For an online retailer, there are few metrics as important as “lifetime value.”
Customer lifetime value, or LTV for short, tells you exactly how much a customer is worth to your business over their lifetime – how much they’d spend, how many times they’d return and just how worthy they are of your time, effort and resources.
Traditionally, retailers haven’t been that great about monitoring their customer lifetime value – or working to improve it. Caught up in the day-to-day clicks, views, and conversions of their efforts, they forget that regular, repeat business is almost always more lucrative than a new customer – especially once you factor in acquisition costs. Fortunately, if you use Google Shopping Campaigns, you can do both, improving your day-to-day returns, while also boosting your customer lifetime value in the process. Here’s how:
1. Make Product Listing Ads One Cog in the Machine
Your Google Shopping campaigns need to be holistic efforts, with every inch working toward the same goal: increasing that customer lifetime value. When looking at your metrics, don’t think of each click or conversion as a separate entity on its own, but instead consider them just one small, touchpoint in the long-term customer relationship – the first chance you have to impress a customer and win them over.
If you think of your product listing ads in this light, you start treating each individual product as your very own marketing tool. Optimize each photo, title, price, and description with this in mind, and let your products do the initial customer acquisition work for you.
“If you were an advertiser five years ago you could probably see decent success online if you ran a basic campaign / digital strategy.

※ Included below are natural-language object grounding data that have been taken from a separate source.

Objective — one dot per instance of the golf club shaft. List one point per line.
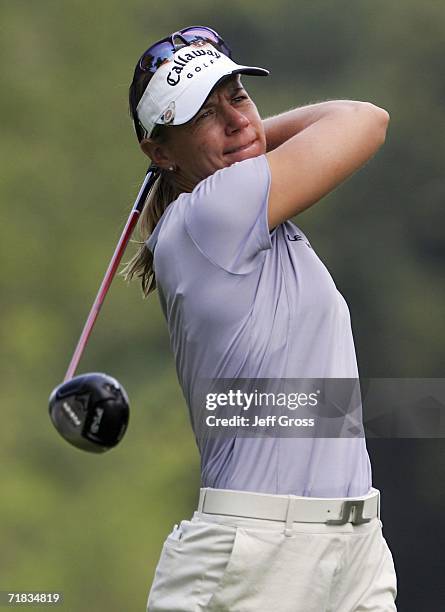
(111, 271)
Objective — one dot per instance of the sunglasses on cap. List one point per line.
(164, 49)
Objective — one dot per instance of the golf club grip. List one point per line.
(111, 271)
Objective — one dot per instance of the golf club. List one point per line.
(91, 411)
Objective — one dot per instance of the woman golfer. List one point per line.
(284, 523)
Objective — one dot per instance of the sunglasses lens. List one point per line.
(155, 56)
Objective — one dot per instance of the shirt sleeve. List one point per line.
(226, 215)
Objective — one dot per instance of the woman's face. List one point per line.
(227, 129)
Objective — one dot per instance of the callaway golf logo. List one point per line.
(71, 414)
(180, 63)
(297, 238)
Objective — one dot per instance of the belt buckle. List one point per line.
(350, 508)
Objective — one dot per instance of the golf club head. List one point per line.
(90, 411)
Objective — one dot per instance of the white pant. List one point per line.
(228, 564)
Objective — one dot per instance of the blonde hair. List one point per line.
(163, 192)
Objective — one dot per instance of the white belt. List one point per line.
(291, 508)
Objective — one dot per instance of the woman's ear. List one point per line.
(157, 152)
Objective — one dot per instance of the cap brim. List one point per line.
(191, 99)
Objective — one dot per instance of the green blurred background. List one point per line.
(92, 526)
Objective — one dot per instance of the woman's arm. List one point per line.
(314, 148)
(280, 128)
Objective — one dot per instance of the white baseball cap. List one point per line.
(181, 85)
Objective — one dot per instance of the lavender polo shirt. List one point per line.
(243, 302)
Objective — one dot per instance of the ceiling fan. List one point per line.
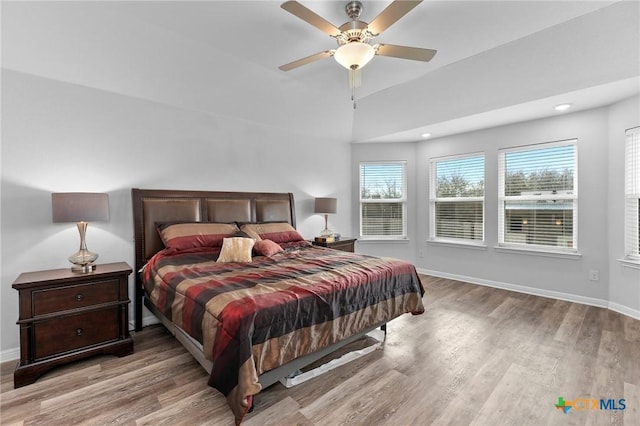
(354, 49)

But these days there is an influx of advertisers looking to target the exact same user that you are,” Ben Whitrock, Sr. Retail Search Manager at CPC Strategy said.

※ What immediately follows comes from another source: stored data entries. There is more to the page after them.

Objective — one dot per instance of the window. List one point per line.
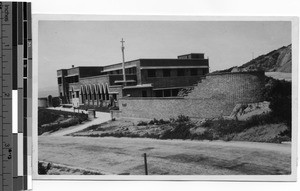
(158, 93)
(144, 93)
(175, 92)
(180, 72)
(151, 73)
(166, 73)
(194, 71)
(167, 93)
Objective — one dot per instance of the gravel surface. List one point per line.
(110, 155)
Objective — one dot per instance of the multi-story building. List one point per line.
(144, 78)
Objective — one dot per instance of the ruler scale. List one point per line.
(15, 58)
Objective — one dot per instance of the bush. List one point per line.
(279, 92)
(142, 123)
(42, 169)
(77, 118)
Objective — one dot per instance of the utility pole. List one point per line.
(123, 61)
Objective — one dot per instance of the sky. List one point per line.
(62, 44)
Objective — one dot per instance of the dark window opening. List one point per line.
(158, 93)
(175, 92)
(194, 71)
(144, 93)
(166, 72)
(151, 73)
(167, 93)
(180, 72)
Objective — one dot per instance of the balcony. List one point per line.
(115, 79)
(174, 81)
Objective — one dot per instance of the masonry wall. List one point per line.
(234, 87)
(165, 108)
(215, 97)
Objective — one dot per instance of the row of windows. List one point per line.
(166, 93)
(127, 71)
(167, 72)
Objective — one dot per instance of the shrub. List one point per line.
(42, 169)
(183, 119)
(142, 123)
(279, 92)
(76, 119)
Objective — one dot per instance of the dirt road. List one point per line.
(175, 157)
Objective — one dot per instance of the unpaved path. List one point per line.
(173, 157)
(101, 117)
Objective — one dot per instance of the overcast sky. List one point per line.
(97, 43)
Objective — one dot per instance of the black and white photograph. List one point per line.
(165, 98)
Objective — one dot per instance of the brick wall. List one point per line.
(165, 108)
(215, 97)
(234, 87)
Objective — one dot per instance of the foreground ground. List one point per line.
(175, 157)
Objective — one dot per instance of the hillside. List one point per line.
(279, 60)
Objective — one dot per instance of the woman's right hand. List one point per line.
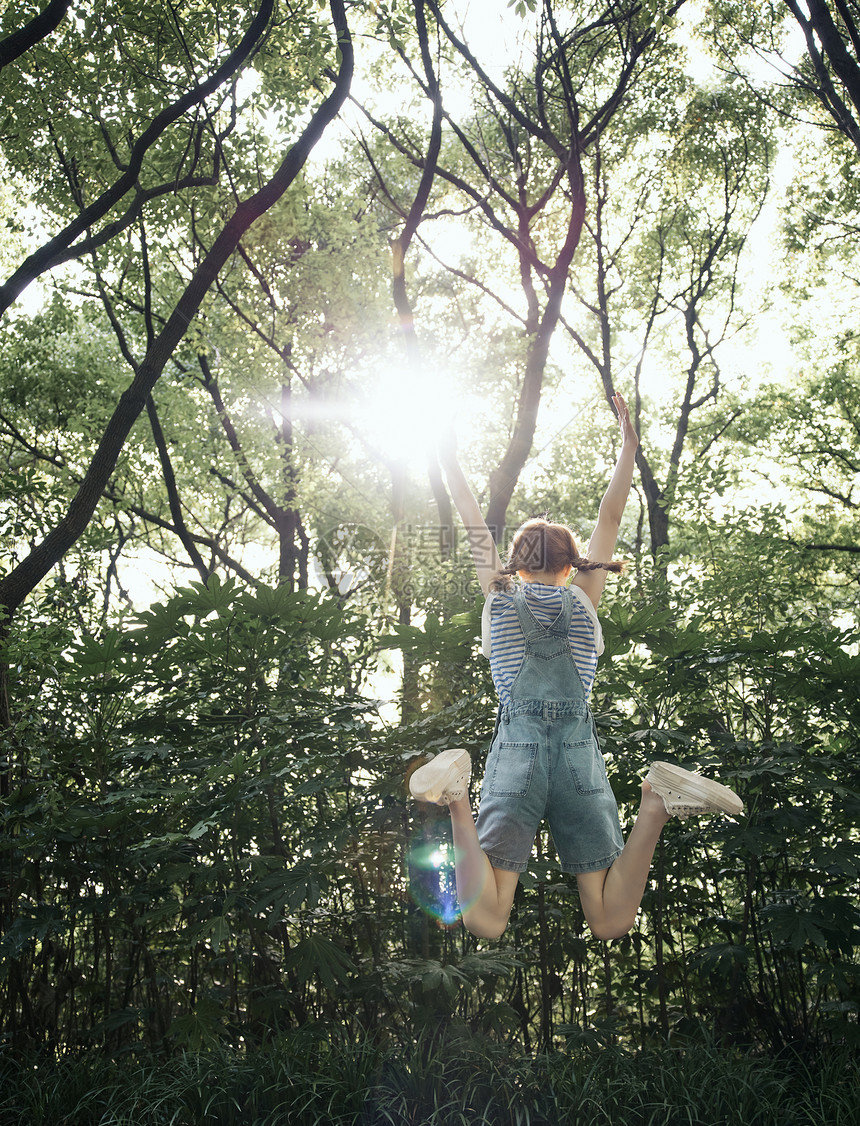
(628, 435)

“This and ecommerce businesses feeling the pressure from Amazon means a larger amount of advertisers are also now willing to pay 2, 3, or 10x as much for that placement as they would have 5 years ago.”
Because the landscape is and has been changing, it’s vital to get strategic about the way you run your Google Shopping campaigns – or you will be left in the dust of your competitors.
2. Knock Their Socks off with a Great Web Experience
Once those product listing ads have done their job and brought customers to your website, make the experience as seamless as possible. Make sure ads take them directly to a dedicated, optimized product page from the get-go, and fill that page with plenty of information to excite and delight them. Add quality photos, integrate reviews and ratings, create detailed product descriptions and specs, and include an informative FAQ when necessary.
3. Give Them a Simple Checkout Process
Within one click, those users should be able to add that product to their cart and head to checkout – no difficult registration or login processes required. If you can whittle your checkout process down to one page, that’s even better. As many of today’s online shoppers are using their mobile devices, long, drawn-out checkout processes are often a one-way street to cart abandonment. Make sure your visitors complete the purchase they came for by giving them a simple, no-hurdles route right to the finish line.
4. Follow up with an Email
Once the order’s in, send the customer an email confirming their purchase and breaking down all the important details. When will it ship? What will be in the order? You can also take this opportunity to offer a coupon code for a future purchase or to promote other products or sales they may be interested in.
If they’ve given you permission (via an opt-in during the checkout process or another form on your site), then add them to your email marketing lists, too. You want to stay top of mind with customers who already know and love your products, and email is one of the most trusted ways to do so. Be sure to keep them in the loop when you offer promotions or discounts that can save them cash – particularly around the holidays.
5. Remarket After the Fact
Finally, loop back to Google Shopping, and use remarketing ads to reach back out and remind them of other items they might have looked at or added to their cart last time they visited. Sometimes, all it takes is a quick reminder that you’re there, and you’ve got a sale in minutes. (Who knows, maybe they were waiting until payday to make that purchase.)
The Last Step
Finally, as with any online marketing campaign, you’ll want to watch your metrics, edit and repeat the cycle all over again. The formula for customer lifetime value is [ (Average Order Value) x (# of Repeat Sales) x (Average Retention Time) ], so check in often and see how your lifetime value changes as you tweak your Google Shopping campaigns.